One who had lived experience said: “I was sent to hospital after all overdoses… I wasn’t treated very well by some nurses. They were bi***** to me.”
Another summed up the experience as follows: “…I feel huge shame because of the stigma associated with self-harm.”
And another reported teasing, bullying and harassment because of her self-harm, which has at times impacted her recovery. The report added “She has sometimes avoided situations where she thinks she may be stigmatised, such as seeking mental health support.”
The stigmatisation of self-harm is clearly a matter of concern: it affects employers and potential employers, colleagues and friends even health professionals, the result is under-reporting of the issue, putting those who self-harm even further at risk.
The Samaritans have built excellent relations with the media and provide very useful guidance on how suicide and self-harm should be covered. The organisation can also answer specific questions about coverage at [email protected]
It has also has developed a list of actions it would like authorities to address.

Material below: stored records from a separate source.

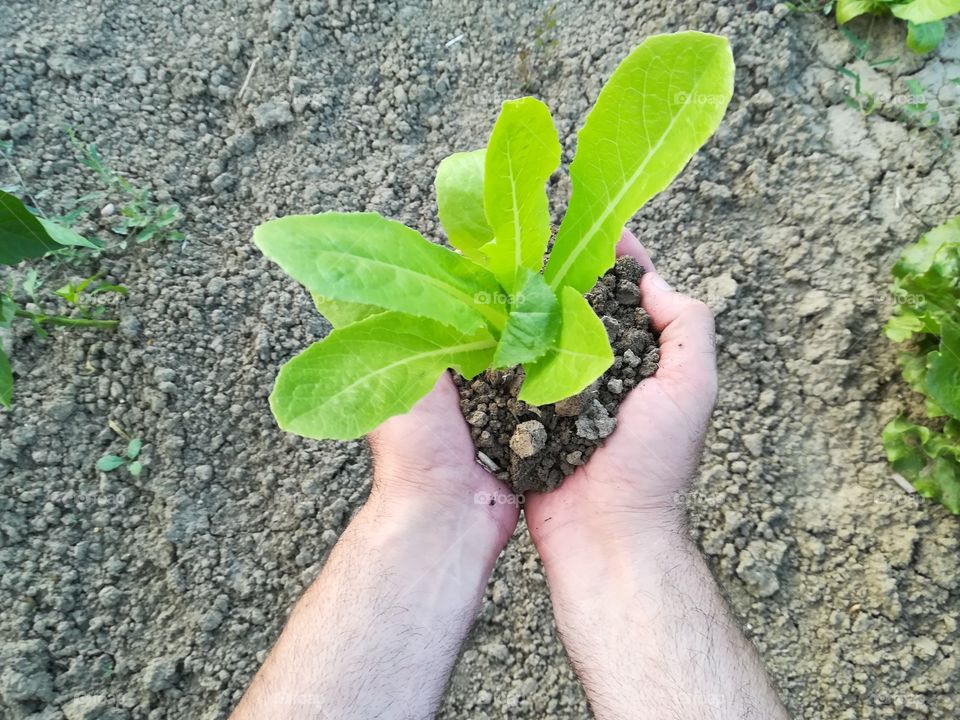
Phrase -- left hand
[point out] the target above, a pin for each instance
(425, 460)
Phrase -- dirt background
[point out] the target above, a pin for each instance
(158, 598)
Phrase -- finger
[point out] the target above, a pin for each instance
(629, 245)
(435, 421)
(687, 337)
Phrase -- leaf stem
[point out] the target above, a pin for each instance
(67, 322)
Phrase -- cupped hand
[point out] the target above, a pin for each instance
(635, 482)
(424, 462)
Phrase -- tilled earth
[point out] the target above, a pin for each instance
(158, 597)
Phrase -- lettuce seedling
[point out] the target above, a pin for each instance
(927, 288)
(924, 18)
(404, 309)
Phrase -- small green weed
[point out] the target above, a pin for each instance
(109, 463)
(139, 218)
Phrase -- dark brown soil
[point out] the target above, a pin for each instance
(535, 448)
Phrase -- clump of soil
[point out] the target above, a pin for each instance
(535, 447)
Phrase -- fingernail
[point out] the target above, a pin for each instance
(657, 283)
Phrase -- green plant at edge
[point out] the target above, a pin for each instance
(924, 18)
(926, 286)
(404, 309)
(109, 463)
(23, 236)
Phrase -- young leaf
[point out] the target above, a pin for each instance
(582, 354)
(943, 370)
(62, 235)
(339, 313)
(365, 258)
(22, 236)
(659, 106)
(521, 156)
(360, 375)
(847, 10)
(532, 325)
(925, 11)
(133, 448)
(6, 381)
(903, 442)
(459, 186)
(108, 463)
(8, 310)
(925, 37)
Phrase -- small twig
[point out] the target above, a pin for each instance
(23, 184)
(246, 82)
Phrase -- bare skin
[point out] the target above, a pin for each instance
(645, 626)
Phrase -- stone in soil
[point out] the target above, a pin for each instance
(534, 448)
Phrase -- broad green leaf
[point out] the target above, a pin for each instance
(581, 356)
(659, 106)
(108, 463)
(8, 310)
(926, 11)
(532, 325)
(360, 375)
(943, 370)
(459, 186)
(918, 257)
(6, 381)
(925, 37)
(903, 442)
(340, 313)
(941, 483)
(22, 236)
(522, 154)
(847, 10)
(62, 235)
(365, 258)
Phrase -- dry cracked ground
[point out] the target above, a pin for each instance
(157, 597)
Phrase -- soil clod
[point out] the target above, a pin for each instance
(536, 447)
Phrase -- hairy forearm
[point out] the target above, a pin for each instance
(378, 632)
(650, 635)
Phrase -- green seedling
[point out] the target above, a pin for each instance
(139, 218)
(924, 18)
(109, 463)
(811, 6)
(404, 309)
(23, 236)
(926, 287)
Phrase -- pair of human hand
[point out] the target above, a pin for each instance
(630, 486)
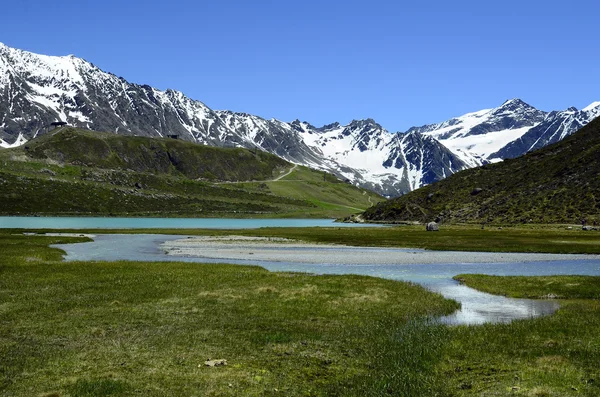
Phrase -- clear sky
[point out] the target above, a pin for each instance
(401, 63)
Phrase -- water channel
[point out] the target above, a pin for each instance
(477, 307)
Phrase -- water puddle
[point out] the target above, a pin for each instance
(477, 307)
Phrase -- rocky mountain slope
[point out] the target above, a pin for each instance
(558, 183)
(81, 172)
(36, 90)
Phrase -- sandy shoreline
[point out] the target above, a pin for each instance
(284, 250)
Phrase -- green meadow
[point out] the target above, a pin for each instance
(134, 328)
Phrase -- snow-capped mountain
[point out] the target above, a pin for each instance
(36, 90)
(554, 127)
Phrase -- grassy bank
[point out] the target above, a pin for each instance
(123, 328)
(550, 239)
(551, 356)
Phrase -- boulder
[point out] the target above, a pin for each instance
(433, 227)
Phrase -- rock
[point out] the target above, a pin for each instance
(215, 363)
(433, 227)
(47, 171)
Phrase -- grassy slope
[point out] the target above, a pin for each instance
(557, 184)
(123, 328)
(551, 356)
(77, 172)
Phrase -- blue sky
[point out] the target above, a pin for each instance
(401, 63)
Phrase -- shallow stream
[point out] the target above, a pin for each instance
(476, 307)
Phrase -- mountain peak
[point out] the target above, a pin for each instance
(591, 106)
(515, 103)
(364, 123)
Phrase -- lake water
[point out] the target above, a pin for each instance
(477, 307)
(29, 222)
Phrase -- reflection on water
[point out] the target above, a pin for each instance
(477, 307)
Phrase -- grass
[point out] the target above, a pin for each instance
(124, 328)
(129, 328)
(84, 173)
(549, 239)
(559, 183)
(550, 356)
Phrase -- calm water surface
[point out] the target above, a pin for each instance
(30, 222)
(477, 307)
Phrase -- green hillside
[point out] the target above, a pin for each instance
(557, 184)
(77, 172)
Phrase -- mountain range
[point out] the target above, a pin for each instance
(558, 183)
(36, 90)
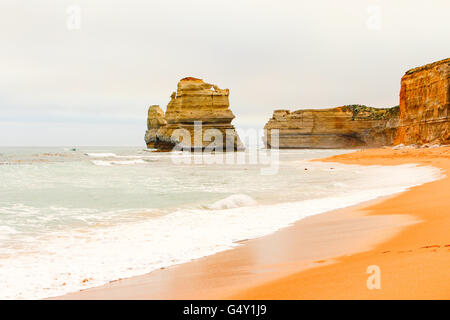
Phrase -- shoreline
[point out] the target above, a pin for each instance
(272, 266)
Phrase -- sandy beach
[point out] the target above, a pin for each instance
(326, 256)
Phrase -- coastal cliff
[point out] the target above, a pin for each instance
(425, 105)
(197, 117)
(350, 126)
(423, 117)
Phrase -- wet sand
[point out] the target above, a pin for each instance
(326, 256)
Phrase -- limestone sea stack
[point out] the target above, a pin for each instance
(425, 105)
(352, 126)
(197, 117)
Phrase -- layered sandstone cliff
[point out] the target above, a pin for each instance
(197, 117)
(425, 105)
(342, 127)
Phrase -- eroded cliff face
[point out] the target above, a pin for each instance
(352, 126)
(425, 105)
(197, 117)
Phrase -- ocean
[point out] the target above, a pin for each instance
(71, 218)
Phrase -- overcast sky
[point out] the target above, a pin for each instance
(88, 79)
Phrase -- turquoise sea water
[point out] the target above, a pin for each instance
(72, 219)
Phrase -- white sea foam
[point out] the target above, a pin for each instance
(68, 261)
(101, 155)
(233, 201)
(116, 162)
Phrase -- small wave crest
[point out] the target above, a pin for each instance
(111, 163)
(233, 201)
(101, 155)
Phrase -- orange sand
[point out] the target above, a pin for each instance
(415, 264)
(326, 256)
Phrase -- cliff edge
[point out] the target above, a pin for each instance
(425, 105)
(352, 126)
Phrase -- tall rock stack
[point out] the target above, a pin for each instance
(352, 126)
(425, 105)
(200, 109)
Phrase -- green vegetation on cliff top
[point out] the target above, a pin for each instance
(364, 112)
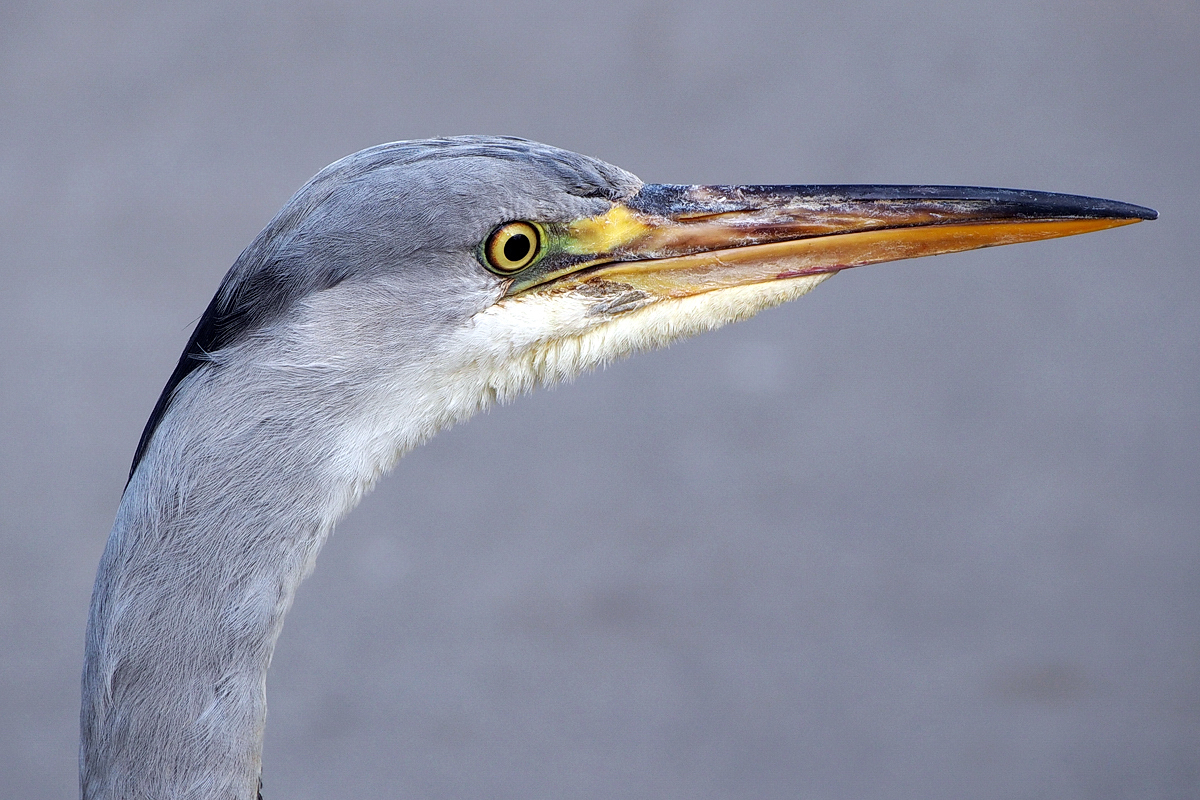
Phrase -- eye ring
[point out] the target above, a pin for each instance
(511, 247)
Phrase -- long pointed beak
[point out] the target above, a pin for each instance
(675, 241)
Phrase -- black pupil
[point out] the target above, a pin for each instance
(517, 247)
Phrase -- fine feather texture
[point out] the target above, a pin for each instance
(357, 325)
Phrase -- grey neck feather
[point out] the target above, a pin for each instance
(323, 358)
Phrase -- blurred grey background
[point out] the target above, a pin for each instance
(928, 533)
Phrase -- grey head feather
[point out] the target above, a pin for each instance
(415, 206)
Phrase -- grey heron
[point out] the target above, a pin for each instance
(402, 289)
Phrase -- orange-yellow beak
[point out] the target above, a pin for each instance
(675, 241)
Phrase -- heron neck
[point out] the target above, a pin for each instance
(214, 534)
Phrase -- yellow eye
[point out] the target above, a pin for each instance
(511, 247)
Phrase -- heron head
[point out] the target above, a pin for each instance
(480, 266)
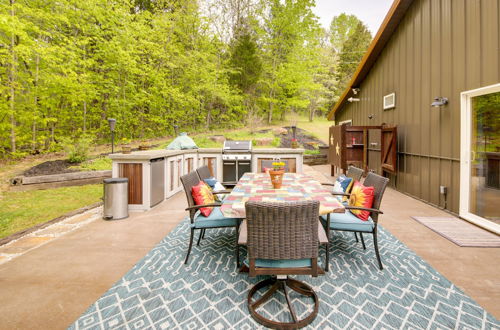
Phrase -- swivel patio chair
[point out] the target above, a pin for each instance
(349, 222)
(282, 240)
(215, 220)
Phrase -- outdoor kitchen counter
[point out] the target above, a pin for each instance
(154, 172)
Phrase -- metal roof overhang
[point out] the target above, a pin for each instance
(389, 25)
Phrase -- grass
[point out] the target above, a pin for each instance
(319, 128)
(20, 210)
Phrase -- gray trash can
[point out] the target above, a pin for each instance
(115, 198)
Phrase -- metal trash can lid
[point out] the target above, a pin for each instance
(115, 180)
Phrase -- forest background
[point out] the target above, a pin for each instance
(68, 65)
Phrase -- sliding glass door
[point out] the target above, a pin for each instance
(480, 158)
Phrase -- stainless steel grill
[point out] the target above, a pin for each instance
(236, 160)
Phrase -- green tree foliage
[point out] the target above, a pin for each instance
(68, 65)
(352, 52)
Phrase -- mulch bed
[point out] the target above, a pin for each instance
(51, 167)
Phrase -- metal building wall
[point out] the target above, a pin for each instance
(441, 48)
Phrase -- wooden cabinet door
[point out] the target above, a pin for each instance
(133, 172)
(389, 149)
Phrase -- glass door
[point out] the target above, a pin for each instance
(480, 161)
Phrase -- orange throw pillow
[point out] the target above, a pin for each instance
(361, 196)
(202, 195)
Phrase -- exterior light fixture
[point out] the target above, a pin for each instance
(439, 101)
(112, 124)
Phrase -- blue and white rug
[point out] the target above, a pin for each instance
(160, 292)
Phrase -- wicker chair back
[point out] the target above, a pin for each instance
(284, 230)
(188, 182)
(204, 172)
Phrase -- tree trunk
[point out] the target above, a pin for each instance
(12, 89)
(35, 107)
(271, 106)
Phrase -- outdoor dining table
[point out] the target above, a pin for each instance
(295, 187)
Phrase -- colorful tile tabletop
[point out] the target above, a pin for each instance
(296, 187)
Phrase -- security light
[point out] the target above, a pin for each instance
(112, 124)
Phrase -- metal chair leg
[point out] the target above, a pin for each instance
(275, 285)
(375, 244)
(202, 233)
(237, 247)
(190, 245)
(362, 241)
(327, 262)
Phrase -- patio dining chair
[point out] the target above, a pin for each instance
(282, 240)
(349, 222)
(356, 174)
(199, 222)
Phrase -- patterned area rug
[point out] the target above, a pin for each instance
(160, 292)
(460, 232)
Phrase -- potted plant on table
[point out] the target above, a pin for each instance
(277, 174)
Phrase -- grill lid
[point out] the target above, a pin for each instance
(237, 146)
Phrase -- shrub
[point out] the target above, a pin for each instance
(77, 149)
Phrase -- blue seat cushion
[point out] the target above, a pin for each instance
(215, 219)
(348, 221)
(287, 263)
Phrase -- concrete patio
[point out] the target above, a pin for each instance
(51, 285)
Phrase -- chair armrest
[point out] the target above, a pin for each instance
(195, 207)
(363, 209)
(340, 194)
(227, 191)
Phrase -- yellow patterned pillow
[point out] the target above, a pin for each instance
(361, 196)
(203, 195)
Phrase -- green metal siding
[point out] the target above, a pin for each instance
(441, 48)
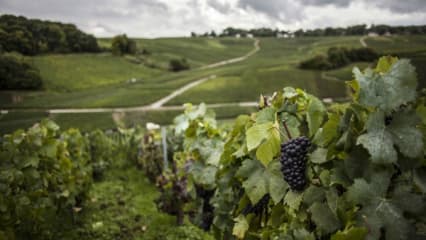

These include:
The Department of Health and the Public Health Agency should undertake a public education campaign to raise awareness to reduce the associated stigma of self-harm by promoting positive messages about mental health and providing accurate information about the causes and effects of self-harm as well as encouraging help-seeking behaviours.
Services for those who self-harm including, counselling and therapy need to be available/enhanced;
Schools and universities should be equipped with the resources and knowledge to identify and address self-harm;
Mandatory training should be developed and delivered to all healthcare professionals, teaching staff and community workers. Including specific policies on how to respond to self-harm, and empower staff to engage in supportive, non-judgemental conversations;
Also important is for the authorities to prioritise the voices and experiences of those with lived experience of self-harm, so that a mental health system can be created which is more supportive, empathetic and effective for all.